How to Prepare for a Stock Market Crash

There have been whispers that a market crash may be looming overhead again, maybe you’ve heard the whispers.

Kendrick Wakeman, CEO of financial technology and investment analytics firm FinMason says, “If you look at the market historically, we have had, on average, a crash about every eight to 10 years, and essentially the average loss is about 42 percent.”

Leading up to the Presidential election, the “Trump Rally” has been great for stocks.

The Dow has soared 13% since Election Day, and all three major indexes have since closed at record highs. But some observers are starting to wonder if soaring highs mean a stock market crash is coming. On the campaign trail Trump touted promises of increased infrastructure spending, reduced taxes, and loosened regulations.

John C. Bogle, the founder and retired chief executive of The Vanguard Group postulates:

I think [the market boom] is driven more by near-term hopes for big budget cuts, big tax cuts, particularly corporate tax cuts… and the market likes tax cuts. And then there is a feeling of bullishness in the air. Don’t ask me quite why”, says Bogle, “but when the feeling and emotions are out there, they override the feeling in the market. But in the long run, believe me, it is one hundred percent economics and zero percent emotions. The record of the last century shows exactly that.

And while the market may be up now, according to Bogle, the Trump administration is bad for morale.

“Trump’s overall vision for America—such as a tougher stance on international trade and a tilt toward more nationalist foreign policy—would be detrimental to prosperity over time, Bogle said on “Squawk on the Street.” He worries about the division of wealth in the country, inequality, racial division, and our backing away from Europe and barriers to world trade.”

Of course, no one can predict with certainty a stock market crash, but those who are informed and prepared (as much as one can prepare), will fare better in the wake of a market crash. A survey found that 62 percent of investors whose advisors have talked to them about a crash believe their loss would be less than what their stated exposure to equities would suggest.

Here are a few ways to prepare for a market crash.

Accept that down markets are always a possibility

Stock markets crash from time to time. The timing of a crash may be surprising, but the fact of a down market should never take you by surprise.
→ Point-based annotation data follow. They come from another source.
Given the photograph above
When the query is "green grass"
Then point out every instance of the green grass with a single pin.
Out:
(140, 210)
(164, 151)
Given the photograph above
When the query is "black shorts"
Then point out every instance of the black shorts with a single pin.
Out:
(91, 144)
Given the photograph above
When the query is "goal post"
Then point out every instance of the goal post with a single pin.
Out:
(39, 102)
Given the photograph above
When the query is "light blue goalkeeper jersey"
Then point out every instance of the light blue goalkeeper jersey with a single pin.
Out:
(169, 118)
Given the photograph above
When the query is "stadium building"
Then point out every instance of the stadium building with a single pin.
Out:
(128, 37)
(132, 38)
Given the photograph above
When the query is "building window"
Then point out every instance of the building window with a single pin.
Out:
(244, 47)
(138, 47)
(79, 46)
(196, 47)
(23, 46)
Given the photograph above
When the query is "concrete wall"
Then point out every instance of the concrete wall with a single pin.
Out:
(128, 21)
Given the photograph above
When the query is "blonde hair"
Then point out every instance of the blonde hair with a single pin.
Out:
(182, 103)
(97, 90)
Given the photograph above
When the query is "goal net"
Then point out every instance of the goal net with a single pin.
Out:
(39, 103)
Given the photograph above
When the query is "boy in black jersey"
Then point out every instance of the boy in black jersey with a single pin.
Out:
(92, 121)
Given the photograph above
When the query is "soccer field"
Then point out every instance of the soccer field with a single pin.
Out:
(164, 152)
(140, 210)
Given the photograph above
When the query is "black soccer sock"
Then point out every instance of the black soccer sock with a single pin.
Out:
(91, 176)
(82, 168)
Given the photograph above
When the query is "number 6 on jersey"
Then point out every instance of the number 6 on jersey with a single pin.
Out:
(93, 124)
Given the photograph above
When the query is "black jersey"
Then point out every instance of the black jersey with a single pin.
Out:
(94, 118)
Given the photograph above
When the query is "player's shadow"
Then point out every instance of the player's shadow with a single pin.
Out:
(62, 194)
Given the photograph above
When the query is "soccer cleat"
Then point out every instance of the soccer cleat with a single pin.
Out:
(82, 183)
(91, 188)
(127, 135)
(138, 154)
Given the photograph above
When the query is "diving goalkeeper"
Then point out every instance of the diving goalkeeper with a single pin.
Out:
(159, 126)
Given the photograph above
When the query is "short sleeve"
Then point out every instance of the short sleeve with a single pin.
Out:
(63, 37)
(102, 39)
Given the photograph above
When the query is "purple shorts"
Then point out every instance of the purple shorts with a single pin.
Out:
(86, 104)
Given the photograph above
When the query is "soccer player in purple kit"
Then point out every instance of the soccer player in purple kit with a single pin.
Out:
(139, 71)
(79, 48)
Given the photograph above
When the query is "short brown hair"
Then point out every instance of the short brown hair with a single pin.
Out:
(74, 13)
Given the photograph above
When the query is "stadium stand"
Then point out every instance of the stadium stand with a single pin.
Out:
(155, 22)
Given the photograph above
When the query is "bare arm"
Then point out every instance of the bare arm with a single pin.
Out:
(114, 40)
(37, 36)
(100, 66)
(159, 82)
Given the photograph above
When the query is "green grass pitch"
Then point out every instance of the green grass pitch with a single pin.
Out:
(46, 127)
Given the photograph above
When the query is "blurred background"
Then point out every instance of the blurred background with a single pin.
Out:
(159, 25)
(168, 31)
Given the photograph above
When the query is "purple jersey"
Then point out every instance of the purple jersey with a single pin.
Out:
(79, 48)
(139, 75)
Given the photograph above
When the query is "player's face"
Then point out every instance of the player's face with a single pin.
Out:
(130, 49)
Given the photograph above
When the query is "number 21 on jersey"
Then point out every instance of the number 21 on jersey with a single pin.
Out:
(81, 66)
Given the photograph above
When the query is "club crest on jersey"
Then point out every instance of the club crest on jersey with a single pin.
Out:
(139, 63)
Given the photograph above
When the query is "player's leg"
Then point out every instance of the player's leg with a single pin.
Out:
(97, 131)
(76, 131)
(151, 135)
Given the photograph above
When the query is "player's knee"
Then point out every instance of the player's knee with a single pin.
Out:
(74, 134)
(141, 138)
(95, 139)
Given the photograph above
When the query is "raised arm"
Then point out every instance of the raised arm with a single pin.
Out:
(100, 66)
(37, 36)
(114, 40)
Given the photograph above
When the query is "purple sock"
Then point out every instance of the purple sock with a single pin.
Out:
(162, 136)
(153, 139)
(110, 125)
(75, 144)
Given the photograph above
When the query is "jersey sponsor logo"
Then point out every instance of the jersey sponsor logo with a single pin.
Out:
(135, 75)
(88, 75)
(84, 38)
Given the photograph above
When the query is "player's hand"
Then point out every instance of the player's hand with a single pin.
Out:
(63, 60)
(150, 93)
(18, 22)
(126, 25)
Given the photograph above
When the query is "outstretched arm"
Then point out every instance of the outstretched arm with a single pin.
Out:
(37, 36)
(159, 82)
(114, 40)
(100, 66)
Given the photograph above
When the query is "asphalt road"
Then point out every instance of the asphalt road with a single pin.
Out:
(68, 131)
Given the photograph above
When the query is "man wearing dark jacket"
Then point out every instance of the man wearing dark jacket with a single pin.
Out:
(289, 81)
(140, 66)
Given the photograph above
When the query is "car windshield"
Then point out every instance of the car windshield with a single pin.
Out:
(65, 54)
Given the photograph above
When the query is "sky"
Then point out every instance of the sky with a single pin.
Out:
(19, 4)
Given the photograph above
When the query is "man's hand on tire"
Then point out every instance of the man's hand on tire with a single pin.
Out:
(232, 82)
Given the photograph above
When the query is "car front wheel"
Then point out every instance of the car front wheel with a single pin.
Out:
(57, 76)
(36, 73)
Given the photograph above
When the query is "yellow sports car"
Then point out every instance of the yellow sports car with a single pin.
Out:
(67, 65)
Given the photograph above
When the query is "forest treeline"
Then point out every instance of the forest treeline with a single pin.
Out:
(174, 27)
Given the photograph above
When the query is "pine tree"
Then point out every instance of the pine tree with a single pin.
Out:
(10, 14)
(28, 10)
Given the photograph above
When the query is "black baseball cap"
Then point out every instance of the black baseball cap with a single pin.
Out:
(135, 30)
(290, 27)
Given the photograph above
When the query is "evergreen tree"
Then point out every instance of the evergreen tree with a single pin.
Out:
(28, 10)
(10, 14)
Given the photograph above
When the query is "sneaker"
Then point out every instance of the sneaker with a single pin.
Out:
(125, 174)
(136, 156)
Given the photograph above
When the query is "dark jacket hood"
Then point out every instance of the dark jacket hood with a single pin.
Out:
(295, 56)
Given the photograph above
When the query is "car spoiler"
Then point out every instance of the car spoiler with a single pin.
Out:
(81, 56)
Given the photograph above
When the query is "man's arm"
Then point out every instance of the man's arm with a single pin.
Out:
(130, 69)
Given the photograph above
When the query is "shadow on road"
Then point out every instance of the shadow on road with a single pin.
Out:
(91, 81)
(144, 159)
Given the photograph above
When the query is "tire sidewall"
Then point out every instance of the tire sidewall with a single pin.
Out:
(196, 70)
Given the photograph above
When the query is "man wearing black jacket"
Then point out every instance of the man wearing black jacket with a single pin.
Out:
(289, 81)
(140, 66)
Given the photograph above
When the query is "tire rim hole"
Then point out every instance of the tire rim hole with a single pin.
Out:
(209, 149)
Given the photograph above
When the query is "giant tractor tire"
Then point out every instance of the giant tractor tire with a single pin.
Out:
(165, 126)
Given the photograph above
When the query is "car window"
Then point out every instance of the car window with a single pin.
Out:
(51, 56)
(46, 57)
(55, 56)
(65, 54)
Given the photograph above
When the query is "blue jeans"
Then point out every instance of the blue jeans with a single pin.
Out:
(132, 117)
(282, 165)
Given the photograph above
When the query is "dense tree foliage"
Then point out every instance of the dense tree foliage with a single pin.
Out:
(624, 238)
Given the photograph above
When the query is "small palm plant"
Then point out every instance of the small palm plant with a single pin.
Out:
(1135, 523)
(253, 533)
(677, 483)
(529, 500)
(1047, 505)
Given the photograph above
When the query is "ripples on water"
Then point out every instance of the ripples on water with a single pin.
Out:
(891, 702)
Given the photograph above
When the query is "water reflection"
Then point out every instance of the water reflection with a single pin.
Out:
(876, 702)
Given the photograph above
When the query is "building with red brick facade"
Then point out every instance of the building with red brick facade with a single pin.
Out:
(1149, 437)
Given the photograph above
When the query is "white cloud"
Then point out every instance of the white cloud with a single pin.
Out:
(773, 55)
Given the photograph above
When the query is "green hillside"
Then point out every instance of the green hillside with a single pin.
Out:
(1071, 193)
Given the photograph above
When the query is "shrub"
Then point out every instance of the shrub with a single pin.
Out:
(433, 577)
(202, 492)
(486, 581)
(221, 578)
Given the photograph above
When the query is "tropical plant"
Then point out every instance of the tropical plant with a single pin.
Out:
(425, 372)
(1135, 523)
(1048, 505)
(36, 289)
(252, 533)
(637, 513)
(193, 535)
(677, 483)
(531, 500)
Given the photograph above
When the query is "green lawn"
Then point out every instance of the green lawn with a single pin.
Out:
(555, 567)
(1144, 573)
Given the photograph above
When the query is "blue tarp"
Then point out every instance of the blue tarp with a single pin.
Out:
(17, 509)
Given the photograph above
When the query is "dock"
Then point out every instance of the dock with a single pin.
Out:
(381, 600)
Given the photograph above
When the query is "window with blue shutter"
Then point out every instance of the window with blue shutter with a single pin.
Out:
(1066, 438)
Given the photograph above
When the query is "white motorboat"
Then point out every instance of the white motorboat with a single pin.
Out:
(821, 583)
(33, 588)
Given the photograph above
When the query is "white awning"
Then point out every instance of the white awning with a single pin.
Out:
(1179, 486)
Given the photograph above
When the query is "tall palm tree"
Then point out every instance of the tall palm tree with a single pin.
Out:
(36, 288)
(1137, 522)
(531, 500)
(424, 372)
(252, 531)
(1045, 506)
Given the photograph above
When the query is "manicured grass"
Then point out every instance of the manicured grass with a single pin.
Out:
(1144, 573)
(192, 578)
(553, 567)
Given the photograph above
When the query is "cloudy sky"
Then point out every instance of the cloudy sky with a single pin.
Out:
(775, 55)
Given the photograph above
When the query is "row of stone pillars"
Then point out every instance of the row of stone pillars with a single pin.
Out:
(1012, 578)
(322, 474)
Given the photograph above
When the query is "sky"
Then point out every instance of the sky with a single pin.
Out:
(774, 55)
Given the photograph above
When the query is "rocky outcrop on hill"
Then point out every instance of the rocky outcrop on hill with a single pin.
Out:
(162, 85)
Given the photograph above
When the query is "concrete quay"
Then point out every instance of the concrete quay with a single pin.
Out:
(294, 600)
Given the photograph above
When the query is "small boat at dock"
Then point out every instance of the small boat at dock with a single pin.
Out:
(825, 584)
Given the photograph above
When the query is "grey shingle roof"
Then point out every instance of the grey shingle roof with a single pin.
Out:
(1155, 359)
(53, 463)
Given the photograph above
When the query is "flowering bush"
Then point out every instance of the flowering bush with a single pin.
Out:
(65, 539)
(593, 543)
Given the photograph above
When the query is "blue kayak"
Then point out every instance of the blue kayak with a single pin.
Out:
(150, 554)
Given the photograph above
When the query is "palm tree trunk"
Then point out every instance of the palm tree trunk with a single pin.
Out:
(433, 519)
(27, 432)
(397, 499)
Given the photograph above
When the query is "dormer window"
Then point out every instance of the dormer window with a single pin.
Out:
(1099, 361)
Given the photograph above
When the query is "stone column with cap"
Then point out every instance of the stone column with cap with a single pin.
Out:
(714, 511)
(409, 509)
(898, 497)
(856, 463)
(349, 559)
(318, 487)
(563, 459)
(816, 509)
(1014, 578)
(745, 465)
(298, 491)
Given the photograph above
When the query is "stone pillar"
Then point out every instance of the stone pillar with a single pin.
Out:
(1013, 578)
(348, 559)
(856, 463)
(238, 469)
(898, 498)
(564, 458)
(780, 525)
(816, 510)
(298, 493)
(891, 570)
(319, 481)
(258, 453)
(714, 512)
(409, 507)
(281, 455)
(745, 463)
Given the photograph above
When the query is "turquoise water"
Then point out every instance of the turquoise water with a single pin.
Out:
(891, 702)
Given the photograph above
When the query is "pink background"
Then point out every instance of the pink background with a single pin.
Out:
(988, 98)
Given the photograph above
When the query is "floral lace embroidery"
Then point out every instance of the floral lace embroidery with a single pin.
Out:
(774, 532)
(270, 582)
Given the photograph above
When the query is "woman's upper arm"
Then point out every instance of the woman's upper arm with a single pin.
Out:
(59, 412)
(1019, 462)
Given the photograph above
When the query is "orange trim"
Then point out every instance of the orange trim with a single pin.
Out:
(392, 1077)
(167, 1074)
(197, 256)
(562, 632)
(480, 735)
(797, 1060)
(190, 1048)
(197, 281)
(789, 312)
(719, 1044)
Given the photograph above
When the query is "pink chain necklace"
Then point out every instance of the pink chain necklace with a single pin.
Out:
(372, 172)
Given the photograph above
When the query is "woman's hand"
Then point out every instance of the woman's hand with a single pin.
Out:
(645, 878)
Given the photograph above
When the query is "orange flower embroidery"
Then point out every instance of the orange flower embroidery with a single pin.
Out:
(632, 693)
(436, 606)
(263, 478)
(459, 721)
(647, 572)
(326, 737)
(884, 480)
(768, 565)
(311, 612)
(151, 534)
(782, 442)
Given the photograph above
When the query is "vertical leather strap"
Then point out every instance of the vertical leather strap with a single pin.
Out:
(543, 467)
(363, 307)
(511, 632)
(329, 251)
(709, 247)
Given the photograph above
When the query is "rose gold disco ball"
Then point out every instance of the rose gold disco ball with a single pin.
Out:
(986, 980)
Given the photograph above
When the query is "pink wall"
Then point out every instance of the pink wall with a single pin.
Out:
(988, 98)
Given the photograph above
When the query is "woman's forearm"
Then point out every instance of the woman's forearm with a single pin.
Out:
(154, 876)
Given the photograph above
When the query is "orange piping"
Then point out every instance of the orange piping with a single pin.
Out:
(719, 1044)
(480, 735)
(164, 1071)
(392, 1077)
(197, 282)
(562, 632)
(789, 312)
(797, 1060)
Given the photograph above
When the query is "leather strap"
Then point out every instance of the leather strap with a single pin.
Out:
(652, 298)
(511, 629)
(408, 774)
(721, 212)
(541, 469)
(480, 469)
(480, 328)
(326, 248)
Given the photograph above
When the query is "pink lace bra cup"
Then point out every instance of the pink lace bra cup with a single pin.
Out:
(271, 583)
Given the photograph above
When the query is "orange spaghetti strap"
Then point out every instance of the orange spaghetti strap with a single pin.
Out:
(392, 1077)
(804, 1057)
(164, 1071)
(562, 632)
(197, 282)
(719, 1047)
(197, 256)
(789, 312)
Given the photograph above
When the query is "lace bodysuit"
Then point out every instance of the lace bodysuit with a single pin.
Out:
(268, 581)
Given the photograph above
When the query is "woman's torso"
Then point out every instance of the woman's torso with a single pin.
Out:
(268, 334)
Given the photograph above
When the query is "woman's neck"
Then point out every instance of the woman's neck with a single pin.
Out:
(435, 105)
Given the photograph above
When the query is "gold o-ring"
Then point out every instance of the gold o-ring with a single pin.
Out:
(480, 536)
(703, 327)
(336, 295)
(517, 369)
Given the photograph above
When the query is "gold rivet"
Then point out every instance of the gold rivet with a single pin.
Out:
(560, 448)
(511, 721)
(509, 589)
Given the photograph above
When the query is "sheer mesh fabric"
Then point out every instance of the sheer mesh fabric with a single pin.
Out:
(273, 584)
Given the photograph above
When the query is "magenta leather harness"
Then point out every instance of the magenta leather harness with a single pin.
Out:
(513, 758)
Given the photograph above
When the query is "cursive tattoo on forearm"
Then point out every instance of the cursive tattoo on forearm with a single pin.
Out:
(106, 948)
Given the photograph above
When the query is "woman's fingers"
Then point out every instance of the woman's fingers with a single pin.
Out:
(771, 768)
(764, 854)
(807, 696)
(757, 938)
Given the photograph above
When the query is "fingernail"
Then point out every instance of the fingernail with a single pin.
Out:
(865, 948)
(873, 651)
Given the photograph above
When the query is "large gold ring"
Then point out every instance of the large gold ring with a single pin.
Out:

Examine your asset allocation

A Forbes article advises, “It’s during a bull market that we should ensure that our asset allocation is both realistic and aligned with our financial objectives. The goal is to have in place an investment plan that we can stick with during a down market.” The worst time to make significant changes to your stock and bond allocations is when equities are in free fall.  

Monitor each fund

Monitor each fund carefully, especially mutual funds or ETF. In fact, studies have found that investors in index funds were more likely to stick to their investment plan in difficult times than those who invest in actively managed funds.

Follow the five-year rule

A golden rule for stock investment is not to invest any money in the market that you will need over the next five years. This is especially true for retired individuals and those relying on their investments for daily living expenses. Forbes says, “With at least 5-years worth of expenses out of the market, an investor is more likely to weather a bear market knowing their immediate needs are taken care of.”

Finally, Bogel advises, “Don’t be swayed by the waves of emotion that drive the stock market. He says, invest for the long term and forget the “momentary distractions of what Trump is saying at one news conference or in one tweet.”